Mortazavi A, Williams BA, McCue K, Schaeffer L, Wold B. (2008). Mapping and quantifying mammalian transcriptomes by RNA-Seq. Nat Methods 5(7):621-8. doi: 10.1038/nmeth.1226

Wang Z, Gerstein M, Snyder M. (2009). RNA-Seq: a revolutionary tool for transcriptomics. Nat Rev Genet 10(1):57-63. doi: 10.1038/nrg2484

Cole ST, Brosch R, Parkhill J, Garnier T, Churcher C, Harris D et al. (1998). Deciphering the biology of Mycobacterium tuberculosis from the complete genome sequence. Nature 393(6685):537-44.

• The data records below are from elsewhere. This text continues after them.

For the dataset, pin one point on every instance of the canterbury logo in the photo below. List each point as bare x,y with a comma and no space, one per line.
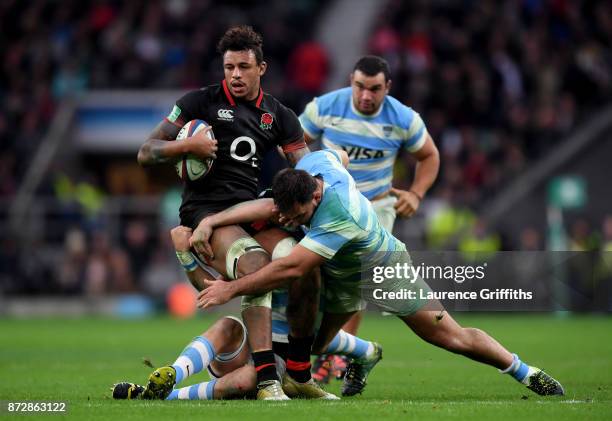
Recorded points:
227,115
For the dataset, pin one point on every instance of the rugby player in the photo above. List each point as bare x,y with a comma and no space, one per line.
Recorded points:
221,348
247,123
346,239
372,127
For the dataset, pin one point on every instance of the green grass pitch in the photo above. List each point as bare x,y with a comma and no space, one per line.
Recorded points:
76,360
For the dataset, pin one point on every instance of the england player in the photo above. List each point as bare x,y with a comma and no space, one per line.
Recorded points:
222,348
345,237
373,127
247,123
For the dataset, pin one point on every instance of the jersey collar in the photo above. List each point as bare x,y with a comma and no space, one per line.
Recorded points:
231,99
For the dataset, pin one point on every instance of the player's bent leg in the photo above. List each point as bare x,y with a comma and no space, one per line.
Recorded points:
237,254
331,323
331,339
302,307
440,329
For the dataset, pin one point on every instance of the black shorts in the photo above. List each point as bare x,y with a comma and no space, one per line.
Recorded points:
191,214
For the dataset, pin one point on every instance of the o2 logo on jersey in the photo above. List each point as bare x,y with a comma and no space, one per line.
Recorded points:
243,142
355,152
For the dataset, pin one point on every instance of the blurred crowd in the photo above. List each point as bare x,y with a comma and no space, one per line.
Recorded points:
51,50
497,83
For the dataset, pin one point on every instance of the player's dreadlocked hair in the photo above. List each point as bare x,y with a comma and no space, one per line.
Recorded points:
291,186
241,38
373,65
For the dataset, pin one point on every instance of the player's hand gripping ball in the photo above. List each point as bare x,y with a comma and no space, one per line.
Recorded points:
191,167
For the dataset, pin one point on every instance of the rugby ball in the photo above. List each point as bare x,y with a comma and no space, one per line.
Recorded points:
191,167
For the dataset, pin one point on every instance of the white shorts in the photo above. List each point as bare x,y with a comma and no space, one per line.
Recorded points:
385,211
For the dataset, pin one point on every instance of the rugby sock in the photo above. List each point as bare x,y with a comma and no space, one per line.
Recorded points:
519,370
265,365
298,358
346,344
200,391
194,358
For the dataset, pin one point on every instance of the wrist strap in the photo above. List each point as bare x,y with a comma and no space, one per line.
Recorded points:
416,194
187,260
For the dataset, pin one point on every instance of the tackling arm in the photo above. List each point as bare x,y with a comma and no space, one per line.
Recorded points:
273,275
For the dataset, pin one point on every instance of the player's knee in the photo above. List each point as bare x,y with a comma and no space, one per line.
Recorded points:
231,328
458,341
247,381
251,262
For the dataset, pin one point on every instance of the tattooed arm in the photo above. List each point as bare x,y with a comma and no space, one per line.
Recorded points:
253,210
159,148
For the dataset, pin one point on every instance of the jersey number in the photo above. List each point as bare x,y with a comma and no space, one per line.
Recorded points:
249,154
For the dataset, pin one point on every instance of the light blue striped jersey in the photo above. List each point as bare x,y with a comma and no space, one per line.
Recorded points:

Parwati I, van Crevel R, van Soolingen D. (2010) Possible underlying mechanisms for successful emergence of the Mycobacterium tuberculosis Beijing genotype strains. Lancet Infect Dis 10(2):103-111. doi: 10.1016/S1473-3099(09)70330-5

Conesa A, Gotz S, Garcia-Gomez JM, Terol J, Talon M, Robles M. (2005) Blast2GO: a universal tool for annotation, visualization and analysis in functional genomics research. Bioinformatics 21(18):3674-6.

Alexa A, Rahnenfuhrer J, Lengauer T. (2006). Improved scoring of functional groups from gene expression data by decorrelating GO graph structure. Bioinformatics 22(13):1600-7.